The 1996 Australian Touring Car Championship was a CAMS sanctioned motor racing title for drivers of 5.0 Litre Touring Cars complying with Australian Group 3A regulations. The championship, which was the 37th Australian Touring Car Championship, was promoted as the Shell Australian Touring Car Championship. It was contested over ten rounds between January 1996 and June 1996. The championship was contested earlier in the year than usual as much of telecaster Channel 7's broadcast equipment was required for its 1996 Summer Olympics coverage. 1996 was the last year in which Channel 7 would broadcast the championship until 2007, with Network Ten taking over the broadcast rights from the 1997 season onwards.
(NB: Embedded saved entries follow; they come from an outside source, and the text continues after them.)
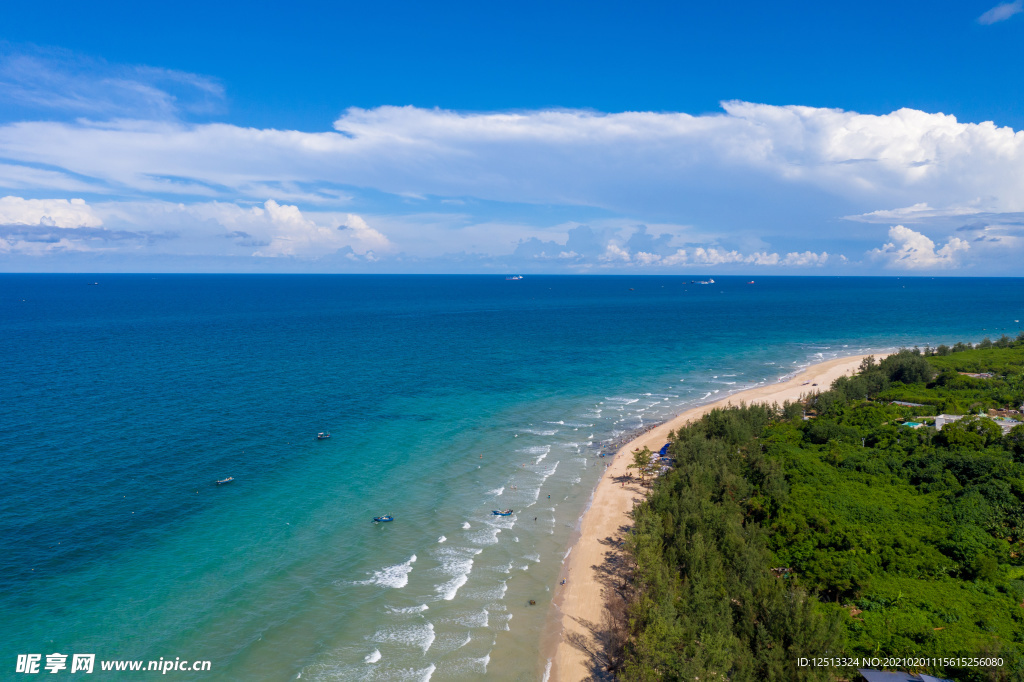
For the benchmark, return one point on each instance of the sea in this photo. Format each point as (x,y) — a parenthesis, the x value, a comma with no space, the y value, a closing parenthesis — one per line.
(124,397)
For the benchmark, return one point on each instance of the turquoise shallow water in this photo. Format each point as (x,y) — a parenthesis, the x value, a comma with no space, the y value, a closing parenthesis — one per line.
(446,396)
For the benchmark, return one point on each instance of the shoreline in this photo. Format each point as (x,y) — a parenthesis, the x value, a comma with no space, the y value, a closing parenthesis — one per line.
(570,647)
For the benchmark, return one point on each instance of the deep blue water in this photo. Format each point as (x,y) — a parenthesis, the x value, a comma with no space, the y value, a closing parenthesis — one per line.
(122,402)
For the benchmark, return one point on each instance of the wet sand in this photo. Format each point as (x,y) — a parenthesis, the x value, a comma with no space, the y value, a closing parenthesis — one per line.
(579,605)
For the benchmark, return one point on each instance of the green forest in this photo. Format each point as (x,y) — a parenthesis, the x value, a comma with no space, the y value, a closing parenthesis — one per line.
(844,525)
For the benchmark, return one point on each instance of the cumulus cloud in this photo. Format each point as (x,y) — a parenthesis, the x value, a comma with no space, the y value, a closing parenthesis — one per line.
(655,168)
(630,162)
(911,250)
(1001,12)
(295,235)
(49,212)
(715,256)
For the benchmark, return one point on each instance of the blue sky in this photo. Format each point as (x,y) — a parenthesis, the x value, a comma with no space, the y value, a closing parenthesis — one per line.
(809,138)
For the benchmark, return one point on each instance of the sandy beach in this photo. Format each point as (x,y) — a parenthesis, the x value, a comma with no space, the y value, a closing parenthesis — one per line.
(580,603)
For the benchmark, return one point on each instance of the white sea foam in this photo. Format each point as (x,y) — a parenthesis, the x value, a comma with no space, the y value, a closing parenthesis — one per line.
(485,536)
(407,609)
(419,635)
(474,620)
(392,577)
(449,590)
(457,562)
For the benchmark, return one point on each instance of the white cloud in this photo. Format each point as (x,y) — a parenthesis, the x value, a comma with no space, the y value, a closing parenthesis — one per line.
(295,235)
(53,80)
(806,258)
(626,162)
(715,256)
(1001,12)
(47,212)
(614,171)
(916,213)
(613,252)
(911,250)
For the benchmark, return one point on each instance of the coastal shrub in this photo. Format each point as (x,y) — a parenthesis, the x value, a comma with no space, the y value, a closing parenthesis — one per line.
(847,534)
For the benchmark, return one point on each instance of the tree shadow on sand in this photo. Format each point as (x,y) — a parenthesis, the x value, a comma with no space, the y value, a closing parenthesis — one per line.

The championship was won by Craig Lowndes driving a Holden VR Commodore entered by the Holden Racing Team.

Television Coverage

Channel 7's coverage was again a same day delayed broadcast which saw Garry Wilkinson return to the coverage as host and eventually as a commentator alongside Mark Oastler after Andy Raymond was moved from the broadcast booth (where he started the season) to the pits and Brad Jones joined the team as their full-time expert.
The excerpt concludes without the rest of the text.